Let’s talk about revenge, ok? They say it is best served cold (some famous guy said that, at least). My interpretation of “cold” is a closed heart and a sterile environment, blue tones and bleak ambiance. I think of The Bride in Kill Bill or Lisbeth Salander in The Girl with the Dragon Tattoo. I think Fincher or Wan. But director Heidi Moore’s version is a little different than that.

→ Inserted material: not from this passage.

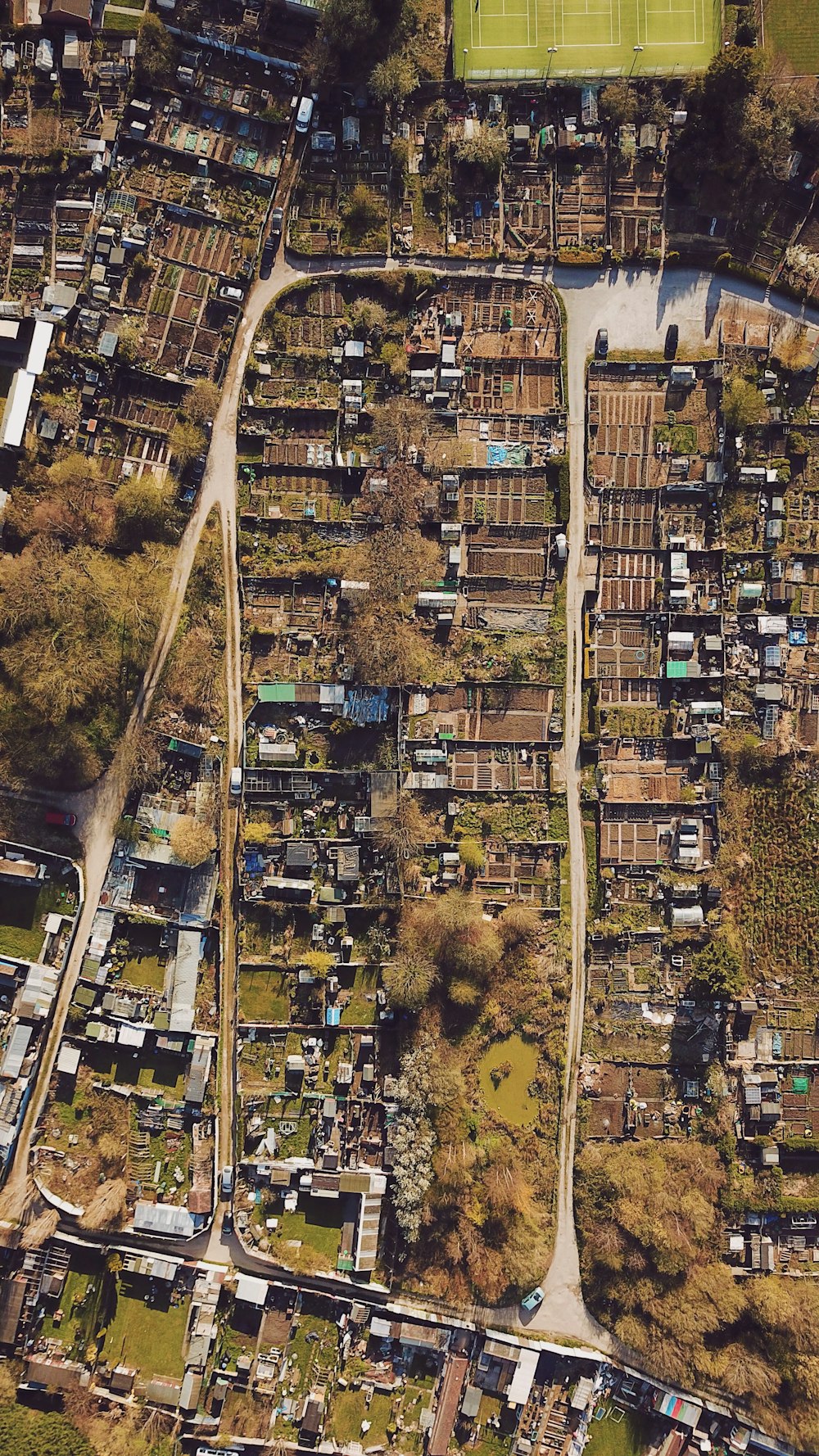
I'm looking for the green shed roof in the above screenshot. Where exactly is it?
[256,683,296,703]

DOLLY DEADLY is truly a feast for the eyes. And I say feast literally because this film has some Harmony Korine-like gag inducing foodstuffs (ketchup spaghetti, anyone?). The hues, camera angles, sets, and cinematography are all insanely brilliant, nauseating, and frenzied (I almost wished to go colorblind by the finale). However, amongst the mania and gut busting humor lies a deep pathos, one of love, despair, and longing. Our protagonist Benji, an orphan since infancy, dearly misses his deceased mother and is a victim to his guardians - his trashy grandmother and her sugar baby boyfriend. His mother may have smoked cigarettes in front of him, drank her “mommy juice,” and fed him Doritos, but she loved him and loved their doll collection. As Benji grows, he becomes attached to the dolls, as they are his only connection to his lost mother and his only companions. He tap dances for his glass-eyed audience, baptizes their plastic sins away, and performs a grotesque, make believe magic show complete with top hat and a bloody Indian basket trick. But with this behavior comes hellish consequences from the rotten world he lives in. And everyone has a snapping point.
This film, amongst the grotesque and stunning imagery, also hits us with gut-wrenching social commentary of current times. The issues of bullying and gender roles are not nuanced, but exquisitely smashed in the narrative like birthday cake.